この半年ですっかり家にいる時間が長くなった両親を見ていて思う。どんな立場の人でも「老後をどう過ごしたいか」はあるていど意識し、できれば言語化できるようにしておくのが望ましい。少なくとも仕事を定年退職したからといって、社会に対する責任が全く無くなるわけではないことを自覚してもらいたい。なぜこう思うかというと、先月の四連休で実家の片づけに精を出したい母とそれに無頓着な父との間でまたいさかいが起きたからだ。
 実家の2階にある父の自室は約8畳分の板間でそこそこ広いにもかかわらず、一時は足の踏み場もないほどモノで埋め尽くされていた。
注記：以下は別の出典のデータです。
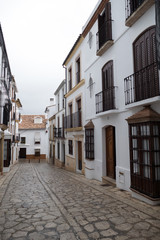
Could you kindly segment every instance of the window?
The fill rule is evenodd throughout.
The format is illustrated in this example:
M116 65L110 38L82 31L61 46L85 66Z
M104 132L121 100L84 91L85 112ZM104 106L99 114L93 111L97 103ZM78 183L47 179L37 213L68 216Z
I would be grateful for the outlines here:
M111 3L107 2L103 13L98 16L97 51L109 40L112 40L112 19Z
M35 143L35 144L40 144L40 143L41 143L41 135L40 135L40 132L35 132L34 143Z
M115 87L113 78L113 61L102 69L102 92L96 94L96 113L115 109Z
M77 99L77 113L75 113L75 122L77 127L82 126L81 98ZM77 115L77 116L76 116Z
M35 156L40 156L40 149L34 149Z
M149 107L146 107L149 108ZM142 116L145 111L137 113ZM153 111L152 111L153 112ZM152 113L151 112L151 113ZM152 198L160 197L160 121L150 117L136 123L136 114L128 118L130 135L131 188ZM148 113L147 113L148 114ZM156 116L156 119L158 119ZM159 117L159 116L158 116Z
M60 144L59 142L57 143L57 158L60 158Z
M90 98L92 98L92 96L93 96L93 79L92 79L91 75L90 75L90 78L89 78L88 88L89 88L89 92L90 92Z
M126 26L131 27L154 3L155 0L125 0Z
M58 94L58 111L60 110L60 106L59 106L59 94Z
M68 91L72 89L72 68L68 70Z
M26 143L26 138L25 137L21 137L21 143L25 144Z
M94 159L94 129L85 129L85 153L87 159Z
M62 108L64 108L64 88L62 88Z
M73 155L73 141L68 140L68 152L70 155Z
M76 60L76 81L80 82L80 57Z
M41 118L41 117L35 117L35 118L34 118L34 123L35 123L35 124L42 123L42 118Z

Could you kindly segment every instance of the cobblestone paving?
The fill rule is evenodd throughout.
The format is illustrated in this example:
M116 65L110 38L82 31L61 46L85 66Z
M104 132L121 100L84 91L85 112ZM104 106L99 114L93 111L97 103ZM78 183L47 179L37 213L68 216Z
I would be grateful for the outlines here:
M17 164L1 183L0 240L159 240L160 206L48 164Z

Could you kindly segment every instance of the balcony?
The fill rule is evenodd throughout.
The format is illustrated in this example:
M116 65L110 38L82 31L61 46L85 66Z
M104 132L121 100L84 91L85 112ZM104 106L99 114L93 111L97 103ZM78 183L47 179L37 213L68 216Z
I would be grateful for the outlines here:
M12 142L18 143L20 142L20 134L12 136Z
M72 113L64 119L65 128L78 128L82 127L82 113L81 111Z
M158 65L153 63L124 79L125 104L159 96Z
M132 26L154 3L155 0L126 0L126 26Z
M97 37L97 56L102 56L102 54L107 51L109 47L112 46L112 20L104 22L104 24L99 29L96 34Z
M64 138L64 128L54 128L55 138Z
M115 88L111 87L96 94L96 114L116 108Z

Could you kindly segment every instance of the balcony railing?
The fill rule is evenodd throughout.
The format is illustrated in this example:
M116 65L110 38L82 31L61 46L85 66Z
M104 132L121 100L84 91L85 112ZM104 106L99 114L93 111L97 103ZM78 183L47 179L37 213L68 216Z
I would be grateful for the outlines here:
M54 128L55 138L64 138L64 128Z
M76 82L77 84L80 82L80 72L76 73Z
M72 113L71 115L68 115L64 119L65 128L76 128L76 127L82 127L82 113L81 111Z
M126 19L128 19L146 0L126 0Z
M19 142L20 141L20 134L12 136L12 142Z
M124 91L126 105L160 95L157 63L126 77Z
M96 113L115 109L115 87L96 94Z
M97 36L97 51L109 40L112 40L112 20L106 21L99 29Z

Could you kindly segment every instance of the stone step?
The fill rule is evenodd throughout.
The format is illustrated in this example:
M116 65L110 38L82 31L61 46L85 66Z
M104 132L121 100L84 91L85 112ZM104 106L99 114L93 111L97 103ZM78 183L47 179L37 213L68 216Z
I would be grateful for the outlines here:
M107 176L102 177L102 184L109 184L116 187L116 180Z

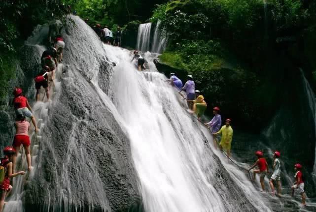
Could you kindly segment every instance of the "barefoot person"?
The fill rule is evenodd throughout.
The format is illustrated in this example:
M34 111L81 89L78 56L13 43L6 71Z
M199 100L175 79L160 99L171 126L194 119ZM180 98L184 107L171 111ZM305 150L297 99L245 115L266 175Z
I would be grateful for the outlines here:
M23 114L19 114L15 121L15 135L13 141L13 147L15 149L15 154L13 158L13 172L15 172L15 165L16 165L16 157L20 151L21 145L23 145L23 148L26 155L26 160L28 162L28 170L31 171L31 154L30 153L30 145L31 140L29 137L28 132L30 128L30 123L25 120L25 116Z
M281 163L280 163L279 158L281 156L281 153L279 151L276 151L274 152L273 158L274 158L274 162L272 169L273 169L273 174L270 179L269 182L272 194L275 194L275 191L274 190L274 182L277 183L277 194L280 196L281 194Z
M15 96L13 104L15 108L15 113L17 116L19 114L23 114L26 117L30 118L35 127L35 131L37 132L38 128L36 124L35 117L32 113L32 109L29 104L28 99L22 95L22 90L20 88L16 88L13 91Z
M25 172L21 171L16 173L13 173L12 171L12 160L14 155L15 154L15 150L12 147L6 147L3 149L3 153L5 157L1 159L2 165L6 170L4 179L2 183L0 184L0 191L1 192L1 197L0 198L0 212L2 212L4 205L4 200L7 192L12 189L10 185L10 179L16 177L18 175L23 175Z
M296 163L294 166L294 170L296 173L294 177L295 178L295 182L294 182L294 184L291 187L292 188L292 196L294 196L294 193L295 190L297 190L301 196L302 196L302 204L303 206L306 206L306 196L305 195L305 191L304 191L304 182L303 180L303 173L302 173L302 168L303 167L299 163Z
M249 169L248 171L249 172L255 166L259 167L259 169L255 169L253 170L253 179L255 179L256 174L260 174L260 182L262 188L262 191L265 191L264 183L264 177L267 175L267 173L269 172L269 167L268 166L268 163L267 163L266 158L263 157L263 152L261 151L256 151L256 155L258 159L254 164L251 166L251 168Z
M213 108L213 114L214 114L214 117L213 117L211 121L204 123L204 125L210 129L211 132L212 134L218 132L220 128L220 126L222 125L222 119L220 117L220 115L219 114L219 108L217 107L215 107ZM213 143L214 144L215 149L217 149L217 142L216 140L217 138L216 136L213 136Z

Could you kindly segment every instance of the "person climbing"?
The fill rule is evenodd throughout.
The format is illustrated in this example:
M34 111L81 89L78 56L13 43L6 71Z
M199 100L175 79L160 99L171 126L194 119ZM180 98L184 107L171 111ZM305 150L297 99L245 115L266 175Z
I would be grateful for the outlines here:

転勤族で単身赴任も多かった父と私たち家族は異動のたびに家電や家具を買い足し・買い替えをしてきた。また子どもが家を出たために以前使っていた子どもの布団やら机やら私物がそのまま(私の分は私がすべて処分した)だったりする。そこへ祖父母の介護があって実家のことは後回しになり、加えて時代もまたモノの持ち方も変えていった。客用布団や法事用座布団、晴れ着のようにかつては各家庭で所有していたモノがレンタル可能になり、今では持つ必要がなくなったモノたちが押し入れや隙間を占拠している。また父自身がモノを捨てない人である。まあそれからやっと祖父母の介護も落ち着き、父も完全に退職して時間ができた今年から母がさんざん促し手伝い不用品を捨て、ようやく部屋も片付き始めてラストスパートかと思いきや、父がしぶり始めた。それにいら立った母がじゃああの部屋をずっとこのままにしておくのかと問い詰めたときに返ってきた捨て台詞がこれ。
「そうよ、どうせあと30年のことや」

 30年!たしかに人生100年時代とすると今70歳の人にとって死ぬまでの期間は本当に余生で「たかだか30年」と言いうるのだろう。しかし30年、それは彼らが考えるよりはるかに長く意義深いはずだ。
 考えてもみてほしい。30年といえば、赤ちゃんが成長して成人し、生産人口となって自活し家庭をもち、自分の子をもうけて育てるようになるまでの期間である。子どもが様々な葛藤を経て社会化していく過程で社会の方も変わっていく。技術革新あり、政変あり、親世代には想像もつかなかった道具や制度が子世代には当然で生活必需品なんてことはこれまでの歴史にも多々あった。それくらい30年とは濃密な「1世代分の期間」なのだ。
 だから、高齢者も社会的責任をはっきり自覚する必要がある。完全にリタイアして隠居生活に入ったとしても組織の舵取りや基幹労働から身を退く立場となっただけで、「どうせあと30年の余生なんだから社会や次世代のことなど知らん、好きにさせろ」は通用しない。国民の「4人に1人」を占める人口がこんな考えで日々を過ごしているなら、そしてそれがあと30年続くなら、財政・経済を差し置くとしても国家や社会は維持できない。そのうえ「自分の機嫌を身内にとってもらって当たり前」という気持ちでいるならば、若い世代は次の世代を産み育てることなど物理的に不可能だろう。
 これに関連して隠居・隠遁生活にも徳が必要なんだなあと思う。よく既存の社会体制から足抜けして山奥で自給自足および独自の共同生活を営むのがオルタナティブみたいに語られるが、こういうのも既存社会の矛盾や共同体の方針・ルールを決めて各自が役割を意識していないと一気にカルト化するだろう。「ポツンと一軒家」に出てくる人たちだって、物理的には社会から隔絶した場所に暮らしていながら人間社会が織りなす意味や価値の中で各々の役割や意義を信念に生活しているのだ。
 老後は1世代分の期間である。近代国家の権力性を自覚しつつ、社会政策や政治にはつねに関心をもって働きかけないと心身ともに弱ったときに身内や次世代が犠牲になってしまう。